Por que importa: Equatorial e Iberdrola intensificaram conversas com a matriz da Enel, em Roma, para uma eventual compra de ativos no Brasil. O Ceará entra no centro da discussão porque a concessão da distribuidora vence em 2028 e uma venda do negócio voltou ao radar. As informações foram publicadas no site da Valor.
O que aconteceu:
- A Equatorial Energia e a Iberdrola avaliam que uma venda dos ativos da Enel ainda pode ser a solução preferida pelo governo, mesmo após a abertura do processo de caducidade da concessão paulista.
- A estratégia defendida pelas interessadas é renovar a concessão da Enel em São Paulo condicionando a operação à troca de controle da distribuidora.

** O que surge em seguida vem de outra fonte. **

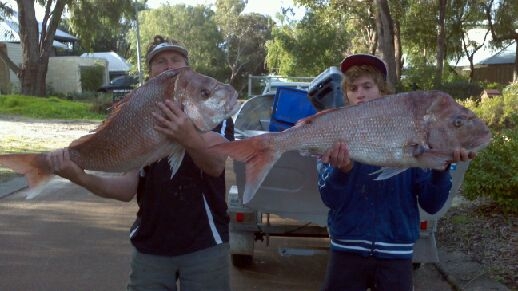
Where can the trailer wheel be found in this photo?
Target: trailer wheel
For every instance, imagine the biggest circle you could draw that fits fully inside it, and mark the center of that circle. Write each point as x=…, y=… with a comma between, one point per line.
x=241, y=261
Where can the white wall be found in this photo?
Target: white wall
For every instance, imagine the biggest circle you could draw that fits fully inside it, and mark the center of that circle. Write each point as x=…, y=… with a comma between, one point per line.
x=63, y=74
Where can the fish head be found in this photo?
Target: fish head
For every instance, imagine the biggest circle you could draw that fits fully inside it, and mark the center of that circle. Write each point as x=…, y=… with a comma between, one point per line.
x=452, y=126
x=205, y=100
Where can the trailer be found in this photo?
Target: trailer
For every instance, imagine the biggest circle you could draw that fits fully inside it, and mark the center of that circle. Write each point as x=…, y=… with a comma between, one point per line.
x=288, y=203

- Segundo o Pipeline Valor, representantes das empresas têm mantido interlocução em Brasília e também com a sede da Enel, em Roma.
Ceará no centro:
- A concessão da Enel Ceará vence em 2028, e a empresa busca renovar antecipadamente o contrato.
- A renovação abriria caminho para uma eventual venda da distribuidora, hipótese que já foi considerada pela companhia em 2022, mas acabou suspensa.
- Uma mudança de controle colocaria um novo operador à frente da distribuição de energia para milhões de consumidores cearenses.
O outro lado:
- A Enel afirma que mantém interesse na renovação das concessões e nega negociações para vender seus ativos brasileiros.
- Equatorial e Neoenergia dizem que acompanham oportunidades de mercado, mas não comentam rumores sobre aquisições.